Correlation Between Team and International Consolidated
Can any of the company-specific risk be diversified away by investing in both Team and International Consolidated at the same time? Although using a correlation coefficient on its own may not help to predict future stock returns, this module helps to understand the diversifiable risk of combining Team and International Consolidated into the same portfolio, which is an essential part of the fundamental portfolio management process.
By analyzing existing cross correlation between Team Inc and International Consolidated Companies, you can compare the effects of market volatilities on Team and International Consolidated and check how they will diversify away market risk if combined in the same portfolio for a given time horizon. You can also utilize pair trading strategies of matching a long position in Team with a short position of International Consolidated. Check out your portfolio center. Please also check ongoing floating volatility patterns of Team and International Consolidated.
Diversification Opportunities for Team and International Consolidated
0.47 | Correlation Coefficient |
Very weak diversification
The 3 months correlation between Team and International is 0.47. Overlapping area represents the amount of risk that can be diversified away by holding Team Inc and International Consolidated Com in the same portfolio, assuming nothing else is changed. The correlation between historical prices or returns on International Consolidated and Team is a relative statistical measure of the degree to which these equity instruments tend to move together. The correlation coefficient measures the extent to which returns on Team Inc are associated (or correlated) with International Consolidated. Values of the correlation coefficient range from -1 to +1, where. The correlation of zero (0) is possible when the price movement of International Consolidated has no effect on the direction of Team i.e., Team and International Consolidated go up and down completely randomly.

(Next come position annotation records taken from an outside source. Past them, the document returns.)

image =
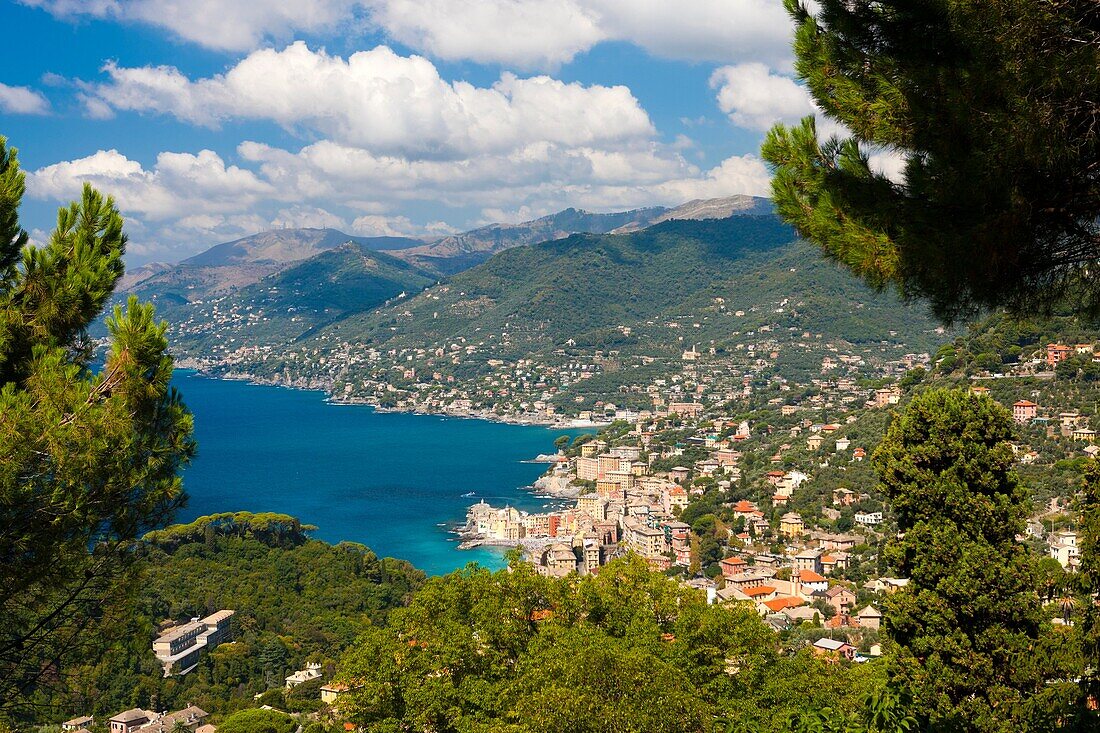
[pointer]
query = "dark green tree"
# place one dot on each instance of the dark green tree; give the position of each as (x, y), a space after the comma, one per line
(259, 721)
(1089, 573)
(993, 108)
(963, 631)
(88, 459)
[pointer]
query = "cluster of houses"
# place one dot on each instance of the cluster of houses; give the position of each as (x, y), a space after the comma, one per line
(190, 719)
(629, 510)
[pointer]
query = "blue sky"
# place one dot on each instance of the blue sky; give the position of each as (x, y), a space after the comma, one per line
(213, 119)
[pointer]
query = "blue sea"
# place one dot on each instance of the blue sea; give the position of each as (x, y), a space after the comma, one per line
(392, 481)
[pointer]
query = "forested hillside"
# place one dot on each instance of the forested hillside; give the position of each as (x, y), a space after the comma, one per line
(295, 599)
(278, 309)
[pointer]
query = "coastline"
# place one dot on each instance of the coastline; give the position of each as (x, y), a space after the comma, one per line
(559, 424)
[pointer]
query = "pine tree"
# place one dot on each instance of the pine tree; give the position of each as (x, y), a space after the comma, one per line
(88, 459)
(993, 107)
(964, 628)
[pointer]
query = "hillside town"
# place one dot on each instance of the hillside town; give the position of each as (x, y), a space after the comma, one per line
(769, 501)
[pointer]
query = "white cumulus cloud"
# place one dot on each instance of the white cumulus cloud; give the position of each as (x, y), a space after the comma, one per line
(178, 186)
(517, 33)
(383, 101)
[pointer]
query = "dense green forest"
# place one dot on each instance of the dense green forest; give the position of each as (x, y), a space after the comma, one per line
(582, 286)
(296, 600)
(628, 649)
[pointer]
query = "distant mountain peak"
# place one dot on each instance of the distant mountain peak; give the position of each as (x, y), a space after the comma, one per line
(707, 208)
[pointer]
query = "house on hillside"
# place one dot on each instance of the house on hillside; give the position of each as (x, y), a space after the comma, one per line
(1024, 411)
(831, 647)
(869, 617)
(791, 525)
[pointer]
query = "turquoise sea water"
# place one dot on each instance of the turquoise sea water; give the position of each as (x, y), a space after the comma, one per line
(383, 479)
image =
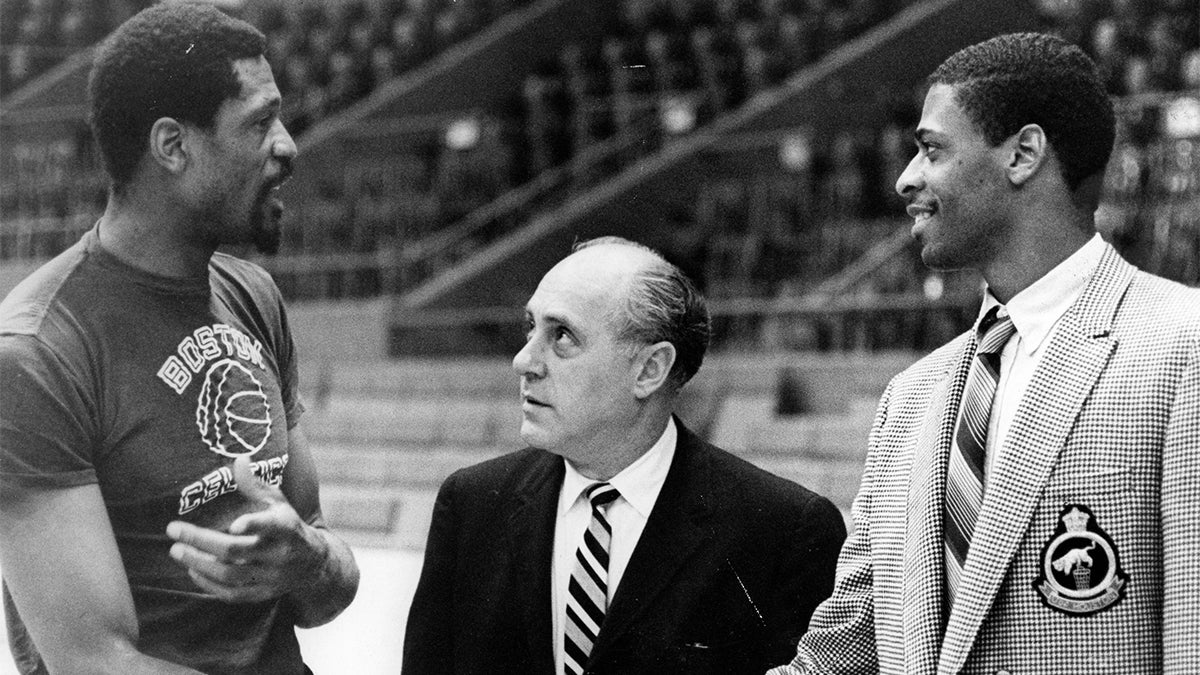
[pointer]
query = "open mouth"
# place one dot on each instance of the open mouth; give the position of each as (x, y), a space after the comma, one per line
(921, 211)
(533, 401)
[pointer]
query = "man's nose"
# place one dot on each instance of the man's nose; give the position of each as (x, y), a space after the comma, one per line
(526, 362)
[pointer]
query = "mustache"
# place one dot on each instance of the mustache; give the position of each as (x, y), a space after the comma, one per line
(286, 169)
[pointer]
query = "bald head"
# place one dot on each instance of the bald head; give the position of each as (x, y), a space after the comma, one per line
(647, 298)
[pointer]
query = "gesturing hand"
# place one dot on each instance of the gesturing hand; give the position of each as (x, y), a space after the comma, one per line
(265, 554)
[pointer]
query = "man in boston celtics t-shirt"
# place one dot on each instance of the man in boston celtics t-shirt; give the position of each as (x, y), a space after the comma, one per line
(159, 509)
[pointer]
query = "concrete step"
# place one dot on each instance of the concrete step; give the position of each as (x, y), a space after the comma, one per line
(415, 420)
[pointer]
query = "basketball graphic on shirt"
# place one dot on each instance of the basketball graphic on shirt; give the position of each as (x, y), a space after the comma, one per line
(233, 413)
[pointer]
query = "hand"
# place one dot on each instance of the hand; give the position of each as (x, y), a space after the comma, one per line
(265, 554)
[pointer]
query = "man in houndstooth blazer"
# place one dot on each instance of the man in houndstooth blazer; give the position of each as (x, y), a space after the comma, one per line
(1086, 553)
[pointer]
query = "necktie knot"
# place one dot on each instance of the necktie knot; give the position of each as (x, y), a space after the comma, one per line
(601, 495)
(995, 330)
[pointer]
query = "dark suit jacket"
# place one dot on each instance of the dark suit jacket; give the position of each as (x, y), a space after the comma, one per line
(724, 578)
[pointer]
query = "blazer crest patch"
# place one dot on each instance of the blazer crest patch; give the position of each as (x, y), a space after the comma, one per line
(1080, 569)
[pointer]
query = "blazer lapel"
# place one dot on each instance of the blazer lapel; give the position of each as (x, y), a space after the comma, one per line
(531, 543)
(923, 557)
(672, 533)
(1074, 359)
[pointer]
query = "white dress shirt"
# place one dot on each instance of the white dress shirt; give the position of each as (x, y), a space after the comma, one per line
(1036, 312)
(639, 484)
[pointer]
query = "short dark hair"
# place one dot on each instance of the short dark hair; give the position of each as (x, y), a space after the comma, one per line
(1023, 78)
(171, 60)
(663, 305)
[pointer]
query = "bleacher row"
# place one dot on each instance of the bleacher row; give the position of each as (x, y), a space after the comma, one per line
(664, 69)
(387, 435)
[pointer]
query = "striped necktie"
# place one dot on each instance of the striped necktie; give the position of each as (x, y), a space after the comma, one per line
(587, 598)
(964, 478)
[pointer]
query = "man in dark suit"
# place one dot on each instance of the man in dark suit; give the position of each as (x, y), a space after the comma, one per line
(618, 542)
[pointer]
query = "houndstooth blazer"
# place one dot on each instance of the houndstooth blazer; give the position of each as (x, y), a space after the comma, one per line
(1099, 478)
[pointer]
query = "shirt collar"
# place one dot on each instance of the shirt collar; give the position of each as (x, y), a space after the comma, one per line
(639, 483)
(1037, 309)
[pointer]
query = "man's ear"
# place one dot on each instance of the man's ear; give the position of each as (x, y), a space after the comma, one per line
(654, 364)
(1030, 151)
(168, 144)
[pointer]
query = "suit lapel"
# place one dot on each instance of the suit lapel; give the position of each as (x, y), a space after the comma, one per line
(923, 557)
(1074, 359)
(531, 543)
(672, 533)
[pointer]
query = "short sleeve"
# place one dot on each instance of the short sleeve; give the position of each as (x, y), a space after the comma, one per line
(47, 426)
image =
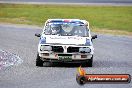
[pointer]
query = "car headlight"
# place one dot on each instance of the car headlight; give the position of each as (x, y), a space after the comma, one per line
(84, 50)
(45, 48)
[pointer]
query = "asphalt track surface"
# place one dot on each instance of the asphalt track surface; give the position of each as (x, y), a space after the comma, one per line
(73, 2)
(113, 54)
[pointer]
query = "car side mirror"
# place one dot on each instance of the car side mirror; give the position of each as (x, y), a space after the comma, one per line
(94, 36)
(38, 35)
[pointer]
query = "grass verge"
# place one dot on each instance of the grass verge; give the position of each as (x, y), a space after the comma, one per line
(115, 19)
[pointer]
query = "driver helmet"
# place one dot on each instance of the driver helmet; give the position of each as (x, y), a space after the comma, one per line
(55, 28)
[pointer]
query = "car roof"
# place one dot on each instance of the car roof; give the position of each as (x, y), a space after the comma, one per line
(68, 20)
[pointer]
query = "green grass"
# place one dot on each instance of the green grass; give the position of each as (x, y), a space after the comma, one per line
(100, 17)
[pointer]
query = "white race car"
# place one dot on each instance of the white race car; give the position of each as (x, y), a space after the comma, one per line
(65, 41)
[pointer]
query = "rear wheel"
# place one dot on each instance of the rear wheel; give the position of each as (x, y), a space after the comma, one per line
(39, 62)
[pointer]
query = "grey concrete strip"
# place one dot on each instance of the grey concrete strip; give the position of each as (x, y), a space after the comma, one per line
(113, 55)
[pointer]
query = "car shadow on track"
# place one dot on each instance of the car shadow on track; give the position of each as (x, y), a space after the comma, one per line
(112, 64)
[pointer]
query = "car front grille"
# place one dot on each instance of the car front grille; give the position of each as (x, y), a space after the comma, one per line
(57, 49)
(72, 49)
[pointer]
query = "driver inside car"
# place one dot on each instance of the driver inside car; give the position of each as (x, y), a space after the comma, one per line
(55, 29)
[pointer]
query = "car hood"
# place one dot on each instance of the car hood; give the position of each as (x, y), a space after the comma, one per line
(65, 39)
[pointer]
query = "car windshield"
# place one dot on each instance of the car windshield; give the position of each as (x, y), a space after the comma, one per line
(66, 29)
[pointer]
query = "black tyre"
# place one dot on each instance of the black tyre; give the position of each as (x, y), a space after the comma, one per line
(39, 62)
(47, 64)
(89, 63)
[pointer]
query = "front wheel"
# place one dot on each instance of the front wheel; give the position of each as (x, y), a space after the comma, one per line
(39, 62)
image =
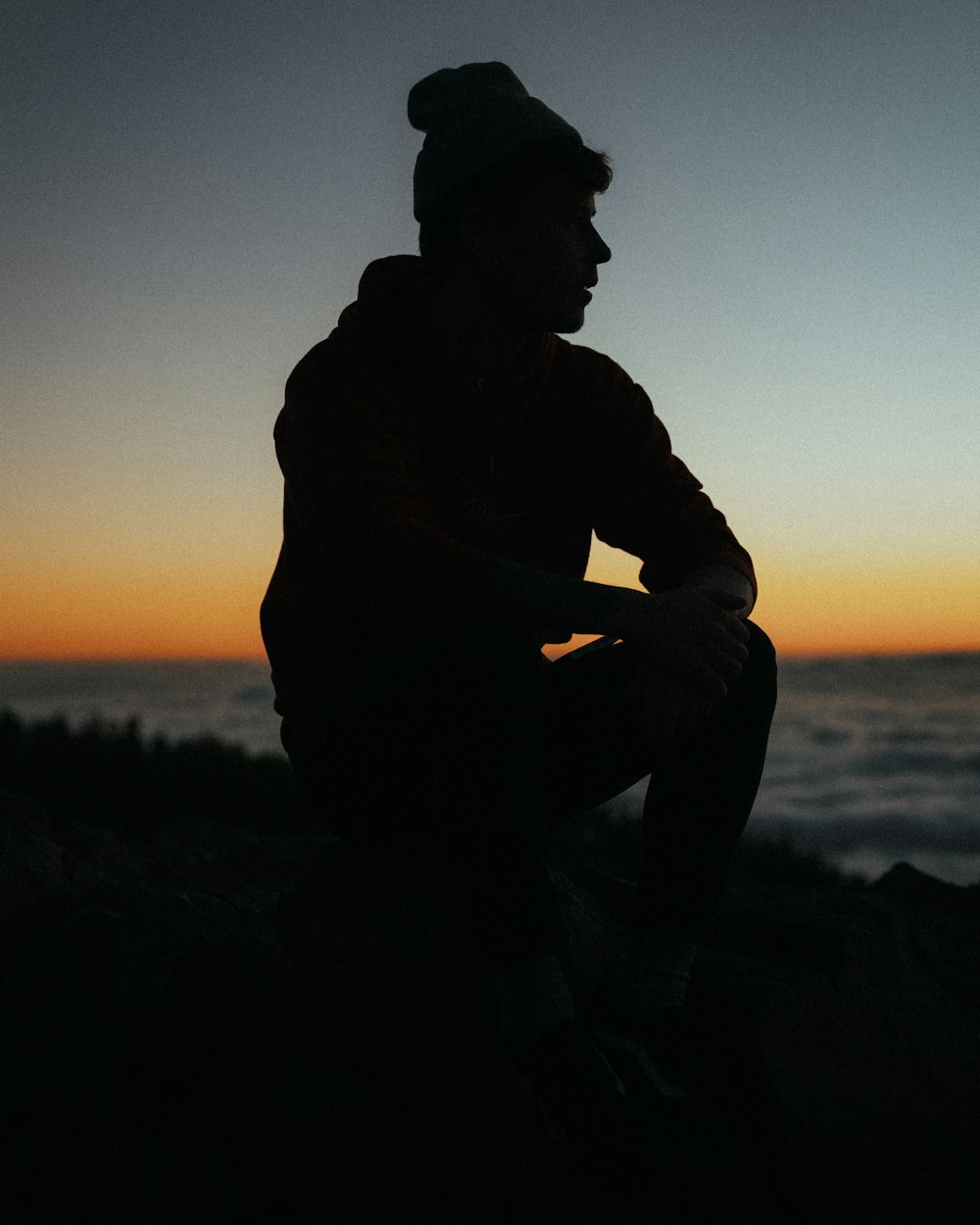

Pair Corralation between Team and International Consolidated
Given the investment horizon of 90 days Team is expected to generate 1.94 times less return on investment than International Consolidated. But when comparing it to its historical volatility, Team Inc is 6.15 times less risky than International Consolidated. It trades about 0.25 of its potential returns per unit of risk. International Consolidated Companies is currently generating about 0.08 of returns per unit of risk over similar time horizon. If you would invest 2.61 in International Consolidated Companies on November 3, 2024 and sell it today you would lose (0.61) from holding International Consolidated Companies or give up 23.37% of portfolio value over 90 days.
Time Period | 3 Months [change] |
Direction | Moves Together |
Strength | Weak |
Accuracy | 95.24% |
Values | Daily Returns |
Team Inc vs. International Consolidated Com
Performance |
Timeline |
Team Inc |
International Consolidated |
Team and International Consolidated Volatility Contrast
Predicted Return Density |
Returns |
Pair Trading with Team and International Consolidated
The main advantage of trading using opposite Team and International Consolidated positions is that it hedges away some unsystematic risk. Because of two separate transactions, even if Team position performs unexpectedly, International Consolidated can make up some of the losses. Pair trading also minimizes risk from directional movements in the market. For example, if an entire industry or sector drops because of unexpected headlines, the short position in International Consolidated will offset losses from the drop in International Consolidated's long position.The idea behind Team Inc and International Consolidated Companies pairs trading is to make the combined position market-neutral, meaning the overall market's direction will not affect its win or loss (or potential downside or upside). This can be achieved by designing a pairs trade with two highly correlated stocks or equities that operate in a similar space or sector, making it possible to obtain profits through simple and relatively low-risk investment.International Consolidated vs. Frontera Group | International Consolidated vs. All American Pet | International Consolidated vs. XCPCNL Business Services | International Consolidated vs. Aramark Holdings |
Check out your portfolio center.Note that this page's information should be used as a complementary analysis to find the right mix of equity instruments to add to your existing portfolios or create a brand new portfolio. You can also try the Cryptocurrency Center module to build and monitor diversified portfolio of extremely risky digital assets and cryptocurrency.